Likewise the ratio of reproducibility (4.296) to total variation is seen to be the sine of angle A times the sine of angle B.

The ratio of product variation (23.483) to total variation is the cosine of angle A.

So, in interpreting these ratios as percentages the AIAG group is effectively ignoring the Pythagorean theorem and confusing trigonometric functions with proportions. The fact that these numbers are irredeemable nonsense may be seen by comparing them with the true proportions given in figure 11. The repeatability consumes about 2.2 percent of the total variation rather than the 16 percent erroneously suggested by figure 9. The reproducibility consumes about 3.0 percent of the total variation, rather than the 18 percent erroneously suggested by figure 9.

So what can you learn from the AIAG gauge R&R study? Virtually nothing that is true, correct, or useful. You have taken the time and gone to the trouble to collect good data, and have even obtained reasonable estimates for the various components of variation. But then you have wasted the information obtained by performing hopelessly flawed computations that have no meaningful interpretation. For more on this subject, see my column of January 2011, “Problems With Gauge R&R Studies.”

Even though all three approaches start off with essentially the same estimates, only the ANOVA approach and the EMP approach give theoretically sound, easy-to-interpret, and useful results.

The AIAG approach simply overstates the damage due to measurement error and condemns the measurement process. Both the ANOVA approach and the EMP approach show this measurement system to have very good utility for measuring this product; the AIAG approach, however, erroneously suggests that the combined R&R consumes 24 percent of the total variation, and that as a consequence, this measurement system is of “marginal” utility. So who should you trust when evaluating your measurement processes? Those who flunked high-school trigonometry, or those who build their approaches on sound statistical theory?

## Comments

## Flags in the sample parts for GRR

In my study of a GRR, the range of parts you choose for the 10 samples greatly affects the NDC or %GRR. My opinion previously is that I want my gage to be able to determine the difference between good and no good parts, so I have chosen parts to range from out of tolerance low to out of tolerance high.

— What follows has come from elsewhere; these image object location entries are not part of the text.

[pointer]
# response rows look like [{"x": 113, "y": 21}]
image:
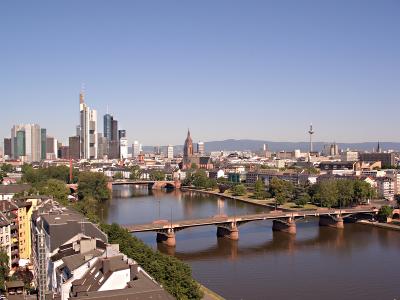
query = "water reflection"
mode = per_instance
[{"x": 317, "y": 262}]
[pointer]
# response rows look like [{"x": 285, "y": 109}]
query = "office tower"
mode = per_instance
[
  {"x": 187, "y": 151},
  {"x": 26, "y": 142},
  {"x": 200, "y": 148},
  {"x": 43, "y": 137},
  {"x": 114, "y": 130},
  {"x": 7, "y": 147},
  {"x": 113, "y": 149},
  {"x": 102, "y": 150},
  {"x": 170, "y": 152},
  {"x": 135, "y": 149},
  {"x": 88, "y": 125},
  {"x": 123, "y": 147},
  {"x": 121, "y": 133},
  {"x": 74, "y": 147},
  {"x": 311, "y": 132},
  {"x": 107, "y": 124},
  {"x": 63, "y": 152}
]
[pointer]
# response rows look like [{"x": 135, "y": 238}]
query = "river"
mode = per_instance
[{"x": 359, "y": 262}]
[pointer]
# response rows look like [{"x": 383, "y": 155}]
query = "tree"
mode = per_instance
[
  {"x": 384, "y": 213},
  {"x": 301, "y": 197},
  {"x": 326, "y": 193},
  {"x": 239, "y": 190},
  {"x": 345, "y": 192},
  {"x": 157, "y": 175},
  {"x": 281, "y": 190},
  {"x": 259, "y": 190},
  {"x": 118, "y": 175},
  {"x": 4, "y": 268},
  {"x": 135, "y": 173},
  {"x": 57, "y": 189},
  {"x": 91, "y": 184}
]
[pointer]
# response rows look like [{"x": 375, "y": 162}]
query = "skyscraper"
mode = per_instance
[
  {"x": 170, "y": 152},
  {"x": 74, "y": 147},
  {"x": 187, "y": 151},
  {"x": 88, "y": 125},
  {"x": 43, "y": 137},
  {"x": 135, "y": 149},
  {"x": 26, "y": 142},
  {"x": 7, "y": 147},
  {"x": 107, "y": 124},
  {"x": 200, "y": 148}
]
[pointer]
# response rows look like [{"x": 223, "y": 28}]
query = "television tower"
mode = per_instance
[{"x": 311, "y": 132}]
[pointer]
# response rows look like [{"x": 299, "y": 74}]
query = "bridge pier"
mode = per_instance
[
  {"x": 288, "y": 226},
  {"x": 167, "y": 238},
  {"x": 231, "y": 232},
  {"x": 331, "y": 221}
]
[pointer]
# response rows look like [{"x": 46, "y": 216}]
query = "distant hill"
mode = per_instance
[{"x": 256, "y": 145}]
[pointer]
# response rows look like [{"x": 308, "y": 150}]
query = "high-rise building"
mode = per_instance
[
  {"x": 170, "y": 152},
  {"x": 135, "y": 149},
  {"x": 102, "y": 149},
  {"x": 88, "y": 125},
  {"x": 114, "y": 130},
  {"x": 187, "y": 151},
  {"x": 201, "y": 148},
  {"x": 7, "y": 147},
  {"x": 123, "y": 147},
  {"x": 107, "y": 124},
  {"x": 26, "y": 140},
  {"x": 43, "y": 137},
  {"x": 74, "y": 147}
]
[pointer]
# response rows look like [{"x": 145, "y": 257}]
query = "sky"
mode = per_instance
[{"x": 225, "y": 69}]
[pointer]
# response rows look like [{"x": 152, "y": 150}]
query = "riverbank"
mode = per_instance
[
  {"x": 380, "y": 225},
  {"x": 209, "y": 294},
  {"x": 263, "y": 203}
]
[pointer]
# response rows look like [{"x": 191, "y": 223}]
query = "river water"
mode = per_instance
[{"x": 359, "y": 262}]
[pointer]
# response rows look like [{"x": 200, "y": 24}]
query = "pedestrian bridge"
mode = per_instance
[{"x": 227, "y": 226}]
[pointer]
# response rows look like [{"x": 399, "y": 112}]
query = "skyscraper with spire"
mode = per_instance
[
  {"x": 187, "y": 151},
  {"x": 88, "y": 129}
]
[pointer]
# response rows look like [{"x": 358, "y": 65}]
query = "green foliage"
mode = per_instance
[
  {"x": 157, "y": 175},
  {"x": 173, "y": 274},
  {"x": 135, "y": 173},
  {"x": 57, "y": 189},
  {"x": 281, "y": 190},
  {"x": 326, "y": 193},
  {"x": 37, "y": 177},
  {"x": 301, "y": 197},
  {"x": 239, "y": 190},
  {"x": 4, "y": 269},
  {"x": 259, "y": 190},
  {"x": 93, "y": 184},
  {"x": 118, "y": 175},
  {"x": 7, "y": 168},
  {"x": 384, "y": 213}
]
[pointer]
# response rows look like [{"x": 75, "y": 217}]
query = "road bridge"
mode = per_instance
[
  {"x": 152, "y": 184},
  {"x": 227, "y": 226}
]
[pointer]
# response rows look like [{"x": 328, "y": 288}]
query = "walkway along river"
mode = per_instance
[{"x": 357, "y": 262}]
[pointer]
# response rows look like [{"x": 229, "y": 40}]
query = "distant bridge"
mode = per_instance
[
  {"x": 152, "y": 184},
  {"x": 227, "y": 226}
]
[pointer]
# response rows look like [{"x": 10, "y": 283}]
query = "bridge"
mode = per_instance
[
  {"x": 152, "y": 184},
  {"x": 227, "y": 226}
]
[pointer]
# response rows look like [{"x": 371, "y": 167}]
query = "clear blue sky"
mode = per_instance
[{"x": 226, "y": 69}]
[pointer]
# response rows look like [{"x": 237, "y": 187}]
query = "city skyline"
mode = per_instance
[{"x": 273, "y": 68}]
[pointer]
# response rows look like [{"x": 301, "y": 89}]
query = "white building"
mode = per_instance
[
  {"x": 123, "y": 147},
  {"x": 88, "y": 126},
  {"x": 136, "y": 149},
  {"x": 170, "y": 152},
  {"x": 26, "y": 142}
]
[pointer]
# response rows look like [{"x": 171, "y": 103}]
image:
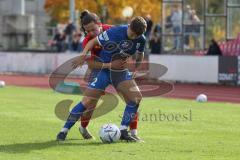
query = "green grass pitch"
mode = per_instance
[{"x": 202, "y": 131}]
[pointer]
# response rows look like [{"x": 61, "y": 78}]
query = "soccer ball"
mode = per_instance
[
  {"x": 2, "y": 84},
  {"x": 109, "y": 133},
  {"x": 201, "y": 98}
]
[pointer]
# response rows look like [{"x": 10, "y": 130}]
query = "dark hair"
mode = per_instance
[
  {"x": 138, "y": 25},
  {"x": 88, "y": 17}
]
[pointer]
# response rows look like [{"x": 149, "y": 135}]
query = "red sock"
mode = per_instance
[{"x": 134, "y": 123}]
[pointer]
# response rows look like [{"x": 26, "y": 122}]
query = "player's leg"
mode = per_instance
[
  {"x": 77, "y": 111},
  {"x": 134, "y": 123},
  {"x": 130, "y": 91}
]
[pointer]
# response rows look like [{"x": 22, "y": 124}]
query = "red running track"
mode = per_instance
[{"x": 218, "y": 93}]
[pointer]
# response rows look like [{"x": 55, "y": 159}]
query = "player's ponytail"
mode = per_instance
[{"x": 88, "y": 17}]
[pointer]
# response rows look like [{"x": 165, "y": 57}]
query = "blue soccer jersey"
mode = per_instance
[{"x": 115, "y": 41}]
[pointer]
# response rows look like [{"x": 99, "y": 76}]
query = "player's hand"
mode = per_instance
[
  {"x": 118, "y": 64},
  {"x": 78, "y": 62}
]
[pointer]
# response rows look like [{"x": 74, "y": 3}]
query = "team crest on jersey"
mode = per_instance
[{"x": 125, "y": 45}]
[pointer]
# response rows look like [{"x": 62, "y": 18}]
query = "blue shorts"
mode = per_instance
[{"x": 100, "y": 79}]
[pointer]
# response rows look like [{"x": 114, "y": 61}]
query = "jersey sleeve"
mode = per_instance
[{"x": 142, "y": 46}]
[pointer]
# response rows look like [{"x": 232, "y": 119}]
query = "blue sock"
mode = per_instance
[
  {"x": 129, "y": 113},
  {"x": 74, "y": 115}
]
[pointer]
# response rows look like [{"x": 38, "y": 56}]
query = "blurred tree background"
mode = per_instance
[{"x": 59, "y": 9}]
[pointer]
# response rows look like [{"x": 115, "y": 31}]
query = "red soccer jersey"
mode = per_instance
[{"x": 97, "y": 48}]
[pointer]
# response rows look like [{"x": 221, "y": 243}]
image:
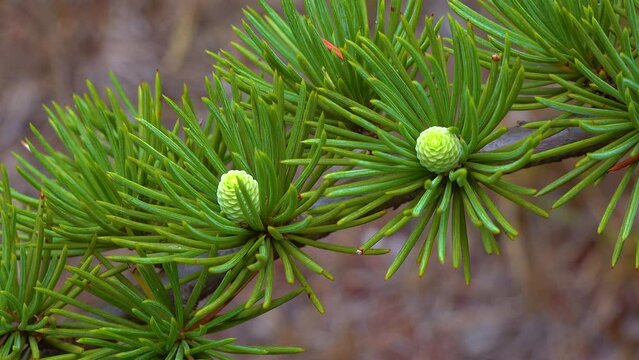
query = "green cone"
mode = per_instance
[
  {"x": 438, "y": 150},
  {"x": 227, "y": 196}
]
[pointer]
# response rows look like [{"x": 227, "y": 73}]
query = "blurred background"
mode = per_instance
[{"x": 550, "y": 295}]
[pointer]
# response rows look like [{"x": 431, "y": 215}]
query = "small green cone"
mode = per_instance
[
  {"x": 438, "y": 149},
  {"x": 227, "y": 194}
]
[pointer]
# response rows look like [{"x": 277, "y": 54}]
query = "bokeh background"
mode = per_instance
[{"x": 550, "y": 295}]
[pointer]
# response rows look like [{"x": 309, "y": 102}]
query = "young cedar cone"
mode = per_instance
[
  {"x": 228, "y": 190},
  {"x": 438, "y": 150}
]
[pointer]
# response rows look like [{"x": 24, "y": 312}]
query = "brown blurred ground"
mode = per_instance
[{"x": 551, "y": 295}]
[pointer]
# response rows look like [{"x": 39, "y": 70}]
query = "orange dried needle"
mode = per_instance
[{"x": 334, "y": 49}]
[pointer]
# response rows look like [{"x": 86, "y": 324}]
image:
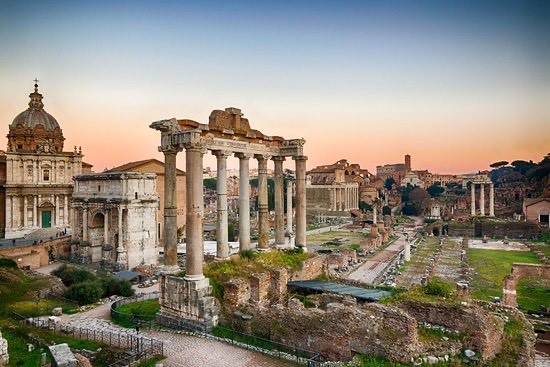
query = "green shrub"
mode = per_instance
[
  {"x": 438, "y": 287},
  {"x": 8, "y": 263},
  {"x": 248, "y": 254},
  {"x": 85, "y": 293},
  {"x": 70, "y": 275}
]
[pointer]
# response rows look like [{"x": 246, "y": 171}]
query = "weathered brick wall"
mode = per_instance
[
  {"x": 340, "y": 331},
  {"x": 484, "y": 331},
  {"x": 36, "y": 256}
]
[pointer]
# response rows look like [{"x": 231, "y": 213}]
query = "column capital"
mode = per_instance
[
  {"x": 221, "y": 153},
  {"x": 262, "y": 157},
  {"x": 244, "y": 155},
  {"x": 167, "y": 150}
]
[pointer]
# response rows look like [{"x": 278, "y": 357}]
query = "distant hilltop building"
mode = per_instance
[
  {"x": 397, "y": 170},
  {"x": 36, "y": 174},
  {"x": 335, "y": 189}
]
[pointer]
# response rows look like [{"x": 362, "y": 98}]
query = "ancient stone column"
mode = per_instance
[
  {"x": 120, "y": 254},
  {"x": 491, "y": 200},
  {"x": 106, "y": 227},
  {"x": 34, "y": 211},
  {"x": 244, "y": 201},
  {"x": 289, "y": 207},
  {"x": 279, "y": 202},
  {"x": 9, "y": 200},
  {"x": 473, "y": 199},
  {"x": 85, "y": 224},
  {"x": 170, "y": 213},
  {"x": 482, "y": 199},
  {"x": 195, "y": 212},
  {"x": 66, "y": 210},
  {"x": 263, "y": 219},
  {"x": 222, "y": 247},
  {"x": 25, "y": 211},
  {"x": 300, "y": 201}
]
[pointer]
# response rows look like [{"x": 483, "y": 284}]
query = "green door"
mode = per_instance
[{"x": 46, "y": 219}]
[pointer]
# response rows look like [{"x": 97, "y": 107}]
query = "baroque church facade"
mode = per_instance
[{"x": 36, "y": 175}]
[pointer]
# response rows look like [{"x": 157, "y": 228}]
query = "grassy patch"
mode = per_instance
[
  {"x": 533, "y": 293},
  {"x": 129, "y": 314},
  {"x": 491, "y": 266}
]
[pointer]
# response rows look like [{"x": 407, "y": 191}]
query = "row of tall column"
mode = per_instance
[
  {"x": 17, "y": 217},
  {"x": 195, "y": 206},
  {"x": 473, "y": 211},
  {"x": 344, "y": 198}
]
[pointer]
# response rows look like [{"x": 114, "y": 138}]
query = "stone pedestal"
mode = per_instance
[{"x": 189, "y": 300}]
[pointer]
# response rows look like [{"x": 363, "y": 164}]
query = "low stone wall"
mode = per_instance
[
  {"x": 483, "y": 330},
  {"x": 36, "y": 256},
  {"x": 340, "y": 331}
]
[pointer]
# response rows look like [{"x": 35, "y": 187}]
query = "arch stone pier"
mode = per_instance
[{"x": 227, "y": 134}]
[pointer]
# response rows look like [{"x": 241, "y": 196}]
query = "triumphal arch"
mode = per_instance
[{"x": 227, "y": 134}]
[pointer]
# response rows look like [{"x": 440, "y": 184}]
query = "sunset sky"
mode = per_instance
[{"x": 455, "y": 84}]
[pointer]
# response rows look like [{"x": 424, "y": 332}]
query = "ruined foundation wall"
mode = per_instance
[{"x": 484, "y": 331}]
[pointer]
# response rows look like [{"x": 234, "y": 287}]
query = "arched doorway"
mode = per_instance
[{"x": 46, "y": 215}]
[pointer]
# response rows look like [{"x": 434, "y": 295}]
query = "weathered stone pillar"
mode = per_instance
[
  {"x": 9, "y": 200},
  {"x": 222, "y": 247},
  {"x": 289, "y": 207},
  {"x": 170, "y": 213},
  {"x": 34, "y": 211},
  {"x": 195, "y": 212},
  {"x": 263, "y": 214},
  {"x": 25, "y": 212},
  {"x": 244, "y": 200},
  {"x": 66, "y": 210},
  {"x": 279, "y": 202},
  {"x": 491, "y": 200},
  {"x": 473, "y": 199},
  {"x": 85, "y": 223},
  {"x": 106, "y": 227},
  {"x": 120, "y": 253},
  {"x": 300, "y": 201},
  {"x": 482, "y": 199}
]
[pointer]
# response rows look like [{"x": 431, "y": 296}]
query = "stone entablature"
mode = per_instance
[
  {"x": 115, "y": 219},
  {"x": 227, "y": 134}
]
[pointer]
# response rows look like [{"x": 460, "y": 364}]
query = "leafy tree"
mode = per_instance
[
  {"x": 498, "y": 164},
  {"x": 435, "y": 190}
]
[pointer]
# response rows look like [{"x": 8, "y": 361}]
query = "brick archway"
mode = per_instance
[{"x": 520, "y": 270}]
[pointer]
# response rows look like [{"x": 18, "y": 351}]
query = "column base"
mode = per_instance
[{"x": 187, "y": 303}]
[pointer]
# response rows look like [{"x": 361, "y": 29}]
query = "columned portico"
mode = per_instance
[
  {"x": 222, "y": 249},
  {"x": 244, "y": 200},
  {"x": 279, "y": 202},
  {"x": 195, "y": 212},
  {"x": 300, "y": 201},
  {"x": 263, "y": 214},
  {"x": 227, "y": 133},
  {"x": 170, "y": 213}
]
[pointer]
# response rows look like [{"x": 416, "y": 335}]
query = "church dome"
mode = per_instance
[{"x": 34, "y": 130}]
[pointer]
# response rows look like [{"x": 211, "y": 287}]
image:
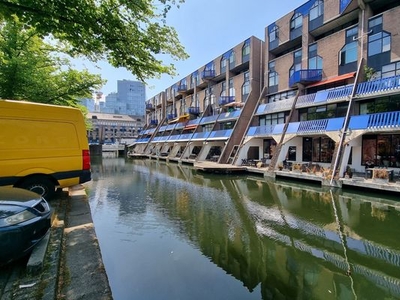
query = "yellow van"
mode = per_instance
[{"x": 42, "y": 147}]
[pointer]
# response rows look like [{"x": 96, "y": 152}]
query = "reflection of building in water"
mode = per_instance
[
  {"x": 283, "y": 237},
  {"x": 324, "y": 87}
]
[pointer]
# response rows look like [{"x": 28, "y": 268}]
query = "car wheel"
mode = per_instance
[{"x": 40, "y": 185}]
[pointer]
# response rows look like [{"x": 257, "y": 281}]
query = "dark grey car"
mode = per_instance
[{"x": 25, "y": 218}]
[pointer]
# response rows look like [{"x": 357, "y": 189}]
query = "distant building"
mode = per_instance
[
  {"x": 128, "y": 100},
  {"x": 89, "y": 103},
  {"x": 112, "y": 128}
]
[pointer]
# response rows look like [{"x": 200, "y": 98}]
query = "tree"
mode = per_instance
[
  {"x": 31, "y": 69},
  {"x": 127, "y": 33}
]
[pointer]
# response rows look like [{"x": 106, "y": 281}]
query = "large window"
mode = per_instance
[
  {"x": 273, "y": 77},
  {"x": 314, "y": 61},
  {"x": 378, "y": 43},
  {"x": 246, "y": 51},
  {"x": 390, "y": 70},
  {"x": 297, "y": 56},
  {"x": 273, "y": 119},
  {"x": 382, "y": 104},
  {"x": 224, "y": 62},
  {"x": 316, "y": 10},
  {"x": 246, "y": 86},
  {"x": 381, "y": 150},
  {"x": 296, "y": 21},
  {"x": 348, "y": 53},
  {"x": 274, "y": 33},
  {"x": 323, "y": 112},
  {"x": 322, "y": 149}
]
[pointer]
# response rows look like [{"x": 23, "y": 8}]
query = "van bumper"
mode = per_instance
[{"x": 85, "y": 176}]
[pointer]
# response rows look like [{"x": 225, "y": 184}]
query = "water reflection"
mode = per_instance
[{"x": 279, "y": 240}]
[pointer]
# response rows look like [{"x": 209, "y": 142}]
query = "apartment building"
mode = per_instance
[
  {"x": 205, "y": 114},
  {"x": 113, "y": 128},
  {"x": 328, "y": 94}
]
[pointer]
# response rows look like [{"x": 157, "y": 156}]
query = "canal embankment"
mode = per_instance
[{"x": 72, "y": 267}]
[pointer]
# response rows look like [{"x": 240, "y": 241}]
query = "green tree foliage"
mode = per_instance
[
  {"x": 33, "y": 70},
  {"x": 127, "y": 33}
]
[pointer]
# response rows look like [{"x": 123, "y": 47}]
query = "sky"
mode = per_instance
[{"x": 207, "y": 29}]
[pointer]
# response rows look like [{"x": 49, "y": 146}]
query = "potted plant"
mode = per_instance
[
  {"x": 381, "y": 175},
  {"x": 297, "y": 167}
]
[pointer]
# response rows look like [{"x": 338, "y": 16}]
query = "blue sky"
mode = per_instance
[{"x": 207, "y": 29}]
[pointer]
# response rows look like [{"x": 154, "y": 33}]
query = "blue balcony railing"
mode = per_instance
[
  {"x": 261, "y": 130},
  {"x": 181, "y": 88},
  {"x": 171, "y": 116},
  {"x": 220, "y": 134},
  {"x": 194, "y": 110},
  {"x": 201, "y": 135},
  {"x": 375, "y": 121},
  {"x": 223, "y": 100},
  {"x": 305, "y": 77},
  {"x": 209, "y": 119},
  {"x": 208, "y": 74},
  {"x": 378, "y": 86}
]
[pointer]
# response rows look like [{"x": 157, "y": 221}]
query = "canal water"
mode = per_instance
[{"x": 167, "y": 231}]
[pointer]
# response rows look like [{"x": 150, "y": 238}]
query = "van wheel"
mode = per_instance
[{"x": 40, "y": 185}]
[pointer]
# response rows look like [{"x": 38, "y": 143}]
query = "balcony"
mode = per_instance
[
  {"x": 181, "y": 88},
  {"x": 379, "y": 86},
  {"x": 305, "y": 77},
  {"x": 207, "y": 74},
  {"x": 223, "y": 100},
  {"x": 171, "y": 116},
  {"x": 194, "y": 110}
]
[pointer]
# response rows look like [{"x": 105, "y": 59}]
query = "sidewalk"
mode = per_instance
[{"x": 72, "y": 266}]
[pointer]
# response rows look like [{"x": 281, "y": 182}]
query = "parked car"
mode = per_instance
[{"x": 25, "y": 218}]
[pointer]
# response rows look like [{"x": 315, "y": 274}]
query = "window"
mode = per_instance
[
  {"x": 383, "y": 104},
  {"x": 322, "y": 149},
  {"x": 223, "y": 88},
  {"x": 273, "y": 119},
  {"x": 391, "y": 70},
  {"x": 378, "y": 43},
  {"x": 381, "y": 150},
  {"x": 194, "y": 80},
  {"x": 375, "y": 22},
  {"x": 348, "y": 54},
  {"x": 245, "y": 90},
  {"x": 232, "y": 59},
  {"x": 323, "y": 112},
  {"x": 314, "y": 61},
  {"x": 223, "y": 65},
  {"x": 246, "y": 86},
  {"x": 231, "y": 88},
  {"x": 274, "y": 33},
  {"x": 273, "y": 77},
  {"x": 297, "y": 55},
  {"x": 246, "y": 51},
  {"x": 316, "y": 10},
  {"x": 296, "y": 21}
]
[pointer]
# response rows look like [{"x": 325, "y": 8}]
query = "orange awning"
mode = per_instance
[
  {"x": 189, "y": 127},
  {"x": 234, "y": 104},
  {"x": 333, "y": 79}
]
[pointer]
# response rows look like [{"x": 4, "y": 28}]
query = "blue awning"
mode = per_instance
[
  {"x": 209, "y": 66},
  {"x": 305, "y": 8},
  {"x": 227, "y": 54}
]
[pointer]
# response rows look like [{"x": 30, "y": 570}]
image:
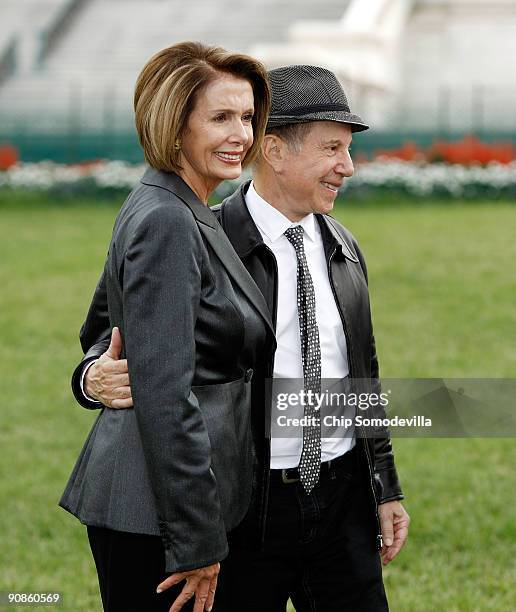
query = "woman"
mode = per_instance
[{"x": 159, "y": 486}]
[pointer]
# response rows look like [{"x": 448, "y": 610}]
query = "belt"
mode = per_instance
[{"x": 345, "y": 462}]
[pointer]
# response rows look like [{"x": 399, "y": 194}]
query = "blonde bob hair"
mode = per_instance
[{"x": 166, "y": 90}]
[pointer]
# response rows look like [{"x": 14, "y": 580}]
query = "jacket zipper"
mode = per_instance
[
  {"x": 270, "y": 372},
  {"x": 379, "y": 539}
]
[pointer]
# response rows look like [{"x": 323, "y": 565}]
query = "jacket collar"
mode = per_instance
[
  {"x": 214, "y": 235},
  {"x": 176, "y": 185},
  {"x": 245, "y": 236}
]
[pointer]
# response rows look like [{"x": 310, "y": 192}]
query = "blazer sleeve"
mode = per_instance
[
  {"x": 161, "y": 292},
  {"x": 95, "y": 336}
]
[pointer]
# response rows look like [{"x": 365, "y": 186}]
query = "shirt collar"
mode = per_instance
[{"x": 270, "y": 221}]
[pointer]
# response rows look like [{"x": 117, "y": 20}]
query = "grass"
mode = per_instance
[{"x": 444, "y": 303}]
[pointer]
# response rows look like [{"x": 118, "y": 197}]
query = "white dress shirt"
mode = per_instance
[{"x": 286, "y": 452}]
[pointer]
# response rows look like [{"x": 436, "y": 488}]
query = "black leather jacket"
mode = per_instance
[{"x": 348, "y": 279}]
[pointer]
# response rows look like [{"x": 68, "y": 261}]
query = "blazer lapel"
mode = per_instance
[{"x": 215, "y": 236}]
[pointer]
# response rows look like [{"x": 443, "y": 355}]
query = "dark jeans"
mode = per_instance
[
  {"x": 130, "y": 566},
  {"x": 320, "y": 551}
]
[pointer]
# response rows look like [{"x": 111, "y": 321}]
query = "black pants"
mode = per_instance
[
  {"x": 130, "y": 566},
  {"x": 320, "y": 550}
]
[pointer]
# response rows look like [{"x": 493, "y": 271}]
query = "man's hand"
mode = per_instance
[
  {"x": 394, "y": 522},
  {"x": 200, "y": 583},
  {"x": 107, "y": 380}
]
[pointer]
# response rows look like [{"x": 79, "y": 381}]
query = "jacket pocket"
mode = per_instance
[{"x": 226, "y": 410}]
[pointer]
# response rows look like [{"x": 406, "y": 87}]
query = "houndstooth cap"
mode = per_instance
[{"x": 309, "y": 93}]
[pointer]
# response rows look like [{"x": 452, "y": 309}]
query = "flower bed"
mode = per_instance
[{"x": 371, "y": 179}]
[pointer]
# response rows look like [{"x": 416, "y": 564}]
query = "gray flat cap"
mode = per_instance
[{"x": 309, "y": 93}]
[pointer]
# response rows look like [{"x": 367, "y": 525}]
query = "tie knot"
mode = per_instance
[{"x": 295, "y": 236}]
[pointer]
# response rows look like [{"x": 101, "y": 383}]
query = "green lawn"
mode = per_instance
[{"x": 444, "y": 303}]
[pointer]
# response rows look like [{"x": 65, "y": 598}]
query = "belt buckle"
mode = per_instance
[{"x": 285, "y": 478}]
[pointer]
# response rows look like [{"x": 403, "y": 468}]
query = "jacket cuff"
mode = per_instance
[
  {"x": 387, "y": 484},
  {"x": 77, "y": 389},
  {"x": 183, "y": 554}
]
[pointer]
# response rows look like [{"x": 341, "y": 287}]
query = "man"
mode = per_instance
[{"x": 321, "y": 506}]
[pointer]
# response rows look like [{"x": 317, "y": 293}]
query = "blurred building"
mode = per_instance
[{"x": 68, "y": 67}]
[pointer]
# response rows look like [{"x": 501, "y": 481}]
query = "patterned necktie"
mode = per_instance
[{"x": 310, "y": 462}]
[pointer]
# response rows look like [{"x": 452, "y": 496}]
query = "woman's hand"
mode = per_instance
[
  {"x": 107, "y": 380},
  {"x": 200, "y": 582}
]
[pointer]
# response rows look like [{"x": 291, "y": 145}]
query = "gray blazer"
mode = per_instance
[{"x": 193, "y": 323}]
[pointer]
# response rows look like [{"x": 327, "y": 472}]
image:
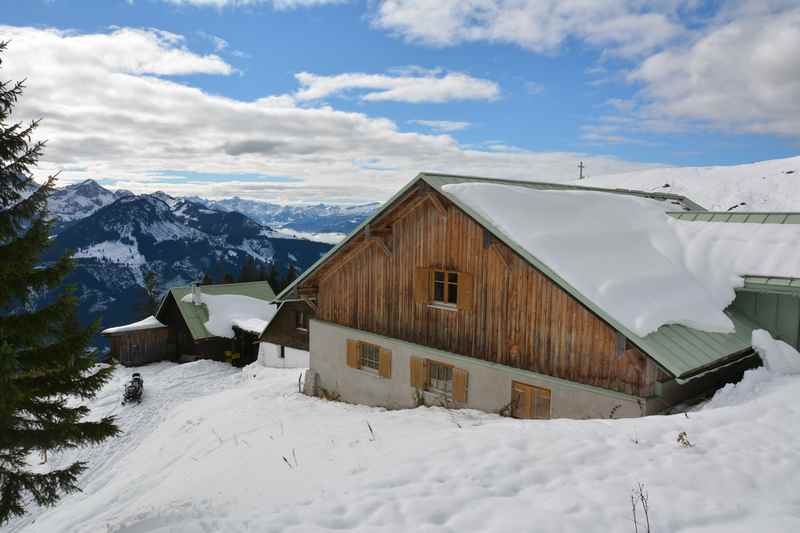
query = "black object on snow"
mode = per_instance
[{"x": 133, "y": 389}]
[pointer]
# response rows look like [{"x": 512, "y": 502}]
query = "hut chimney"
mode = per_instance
[{"x": 197, "y": 294}]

Recently I have seen posts that my sampling should be random according to the current process, but I don't think this tests the gage's ability to determine the difference between good/no good.

What is your opinion of manufacturing the study to include out of tolerance parts?

Thank you,

Ken

(I have posted this on several other threads. I know it is not good form, but please do not delete my account.)

## Measurement method acceptability via ANOVA method

In regards to the ANOVA approach, I have only been made aware of using %contribution and its limits (<1% acceptable, 1% to 9% probably acceptable and >9% unacceptable) to determine measurement acceptability. In this article, Dr Wheeler mentioned Estimated ICC as the predominant criteria determining measurement acceptability using the ANOVA method. Even if %contribution is 10%, ICC would be 0.9 which is still a very good correlation, wouldn't it? Did I miss something?

## Measurement method acceptability via ANOVA method

In regards to the ANOVA approach, I have only been made aware of using %contribution and its limits (<1% acceptable, 1% to 9% probably acceptable and >9% unacceptable) to determine measurement acceptability. In this article, Dr Wheeler mentioned Estimated ICC as the predominant criteria determining measurement acceptability using the ANOVA method. Even if %contribution is 10%, ICC would be 0.9 which is still a very good correlation, wouldn't it? Did I miss something?

## d*2

## Thank You

Thought I was losing my mind, seeing phantom bias correction coefficients used by Wheeler that don't match up with the standard charts.